9. Bottlenecks & Scaling
Potential bottlenecks and mitigations:
- Kafka cluster saturation: monitor broker throughput, increase partitions, add brokers, use compression, and tune producer batching.
- Partition hot spots: choose partition keys that spread load (hash tenant+source) and shard heavy sources.
- Stream processing state explosion: use RocksDB with TTL/eviction, partition state across workers, and scale out stateful operators.
- Network / S3 read latency for analytics: use caching and colocated compute (e.g., cluster with HDFS or use cloud-native warehouses that read from S3 efficiently).

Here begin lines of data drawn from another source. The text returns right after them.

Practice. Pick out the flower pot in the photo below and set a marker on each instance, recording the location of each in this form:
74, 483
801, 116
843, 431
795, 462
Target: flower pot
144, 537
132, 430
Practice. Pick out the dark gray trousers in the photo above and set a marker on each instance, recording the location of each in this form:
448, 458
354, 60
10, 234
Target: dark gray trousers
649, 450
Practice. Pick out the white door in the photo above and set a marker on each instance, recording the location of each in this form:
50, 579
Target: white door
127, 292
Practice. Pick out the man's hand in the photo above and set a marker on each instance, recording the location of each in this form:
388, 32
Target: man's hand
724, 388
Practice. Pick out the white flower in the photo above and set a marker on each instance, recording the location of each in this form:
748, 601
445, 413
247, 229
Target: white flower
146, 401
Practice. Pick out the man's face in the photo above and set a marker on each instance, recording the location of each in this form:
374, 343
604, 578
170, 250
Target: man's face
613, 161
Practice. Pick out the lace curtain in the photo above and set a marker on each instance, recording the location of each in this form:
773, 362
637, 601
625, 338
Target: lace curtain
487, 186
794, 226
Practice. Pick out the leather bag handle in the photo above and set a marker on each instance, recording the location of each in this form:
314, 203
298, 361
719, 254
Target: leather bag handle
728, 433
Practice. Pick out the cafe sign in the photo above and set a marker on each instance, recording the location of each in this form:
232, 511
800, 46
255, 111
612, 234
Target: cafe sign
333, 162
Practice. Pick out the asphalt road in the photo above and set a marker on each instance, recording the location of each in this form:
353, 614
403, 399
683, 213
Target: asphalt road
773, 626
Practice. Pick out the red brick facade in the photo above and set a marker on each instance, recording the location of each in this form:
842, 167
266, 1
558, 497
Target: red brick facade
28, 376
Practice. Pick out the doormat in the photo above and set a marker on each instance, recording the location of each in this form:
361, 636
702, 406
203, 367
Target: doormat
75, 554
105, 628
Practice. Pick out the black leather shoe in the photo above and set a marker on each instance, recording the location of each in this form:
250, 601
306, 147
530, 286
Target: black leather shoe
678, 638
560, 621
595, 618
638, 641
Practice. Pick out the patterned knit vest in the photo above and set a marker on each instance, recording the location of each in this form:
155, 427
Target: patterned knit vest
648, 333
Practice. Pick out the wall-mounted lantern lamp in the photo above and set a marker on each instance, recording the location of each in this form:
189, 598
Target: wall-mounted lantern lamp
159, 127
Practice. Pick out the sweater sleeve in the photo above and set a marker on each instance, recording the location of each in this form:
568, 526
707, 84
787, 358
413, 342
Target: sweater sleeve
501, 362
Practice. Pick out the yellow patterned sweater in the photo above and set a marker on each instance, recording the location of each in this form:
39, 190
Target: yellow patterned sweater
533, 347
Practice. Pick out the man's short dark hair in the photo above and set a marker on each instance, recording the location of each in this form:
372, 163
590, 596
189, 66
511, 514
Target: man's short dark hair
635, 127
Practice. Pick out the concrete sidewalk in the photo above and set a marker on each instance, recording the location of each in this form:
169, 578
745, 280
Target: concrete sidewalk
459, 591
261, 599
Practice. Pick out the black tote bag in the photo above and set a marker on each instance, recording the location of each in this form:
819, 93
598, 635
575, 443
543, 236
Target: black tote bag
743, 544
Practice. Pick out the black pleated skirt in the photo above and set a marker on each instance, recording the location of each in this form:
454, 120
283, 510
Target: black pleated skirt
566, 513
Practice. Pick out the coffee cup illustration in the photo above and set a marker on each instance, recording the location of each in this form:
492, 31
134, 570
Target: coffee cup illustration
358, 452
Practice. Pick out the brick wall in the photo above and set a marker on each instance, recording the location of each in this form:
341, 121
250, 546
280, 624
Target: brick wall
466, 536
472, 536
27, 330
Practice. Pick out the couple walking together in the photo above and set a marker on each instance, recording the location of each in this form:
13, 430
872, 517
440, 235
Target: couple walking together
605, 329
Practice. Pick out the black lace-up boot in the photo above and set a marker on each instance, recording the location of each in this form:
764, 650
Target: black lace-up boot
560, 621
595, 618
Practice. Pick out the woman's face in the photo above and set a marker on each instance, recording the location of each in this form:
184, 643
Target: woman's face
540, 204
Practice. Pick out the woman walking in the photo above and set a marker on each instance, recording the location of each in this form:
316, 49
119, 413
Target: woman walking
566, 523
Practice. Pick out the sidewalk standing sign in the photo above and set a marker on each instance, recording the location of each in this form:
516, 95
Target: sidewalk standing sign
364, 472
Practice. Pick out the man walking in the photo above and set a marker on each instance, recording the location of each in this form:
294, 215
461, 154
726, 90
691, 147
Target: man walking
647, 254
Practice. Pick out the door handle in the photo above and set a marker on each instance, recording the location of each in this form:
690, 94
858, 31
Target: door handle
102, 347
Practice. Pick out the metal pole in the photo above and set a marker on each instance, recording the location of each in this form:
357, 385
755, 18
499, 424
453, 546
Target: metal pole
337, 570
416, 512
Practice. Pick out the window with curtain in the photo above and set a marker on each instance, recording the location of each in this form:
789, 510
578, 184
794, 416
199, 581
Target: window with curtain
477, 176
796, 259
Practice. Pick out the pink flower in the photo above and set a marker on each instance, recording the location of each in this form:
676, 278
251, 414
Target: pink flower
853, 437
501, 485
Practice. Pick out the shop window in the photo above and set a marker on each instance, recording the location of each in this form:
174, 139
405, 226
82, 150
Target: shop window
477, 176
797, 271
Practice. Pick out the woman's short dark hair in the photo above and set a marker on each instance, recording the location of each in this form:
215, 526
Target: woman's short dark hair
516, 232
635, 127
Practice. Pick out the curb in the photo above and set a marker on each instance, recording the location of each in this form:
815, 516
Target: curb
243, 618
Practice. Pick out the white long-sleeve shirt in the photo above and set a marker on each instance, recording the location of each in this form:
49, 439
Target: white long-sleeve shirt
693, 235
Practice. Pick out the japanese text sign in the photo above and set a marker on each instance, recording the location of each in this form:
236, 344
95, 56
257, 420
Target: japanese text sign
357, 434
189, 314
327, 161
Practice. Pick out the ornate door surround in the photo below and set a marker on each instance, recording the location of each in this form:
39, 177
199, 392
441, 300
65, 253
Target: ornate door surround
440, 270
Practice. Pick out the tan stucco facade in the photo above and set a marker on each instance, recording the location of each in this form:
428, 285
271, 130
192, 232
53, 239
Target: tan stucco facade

- Elasticsearch indexing cost: reduce indexed fields, use ingest pipelines for light parsing, and tier older indices to warm/cold nodes.
- Large-cardinality tags in TSDB: use tag cardinality limits or rollup aggregations and avoid indexing highly dynamic tags directly.
- Compaction and small files: run periodic compaction tasks to merge parquet files and reduce overhead.
10. Follow-up Questions / Extensions
- Support multi-region ingest and geo-failover? (Cross-region replication, global Kafka clusters or MirrorMaker)
- Provide per-tenant quotas and billing based on ingress/egress/storage?
- Real-time alerting and anomaly detection on streams?
- Support trace-level correlation (link logs, traces, metrics) using a global trace_id?
- Add data lineage and auditing for compliance and debugging?
- Include schema governance and automated compatibility checks?
11. Wrap-up
A robust design centralizes durable ingestion (Kafka), performs low-latency stateful processing (Flink/Spark) for enrichment and windowed aggregation, stores metrics in a TSDB optimized for time-chunked data, indexes logs in a search engine for fast full-text queries, and persists normalized data to a parquet-backed data lake and data warehouse for analytics. Key operational concerns are partitioning, schema management, state scaling, retention and delete strategies, and cost trade-offs between hot query latency and cold storage economics.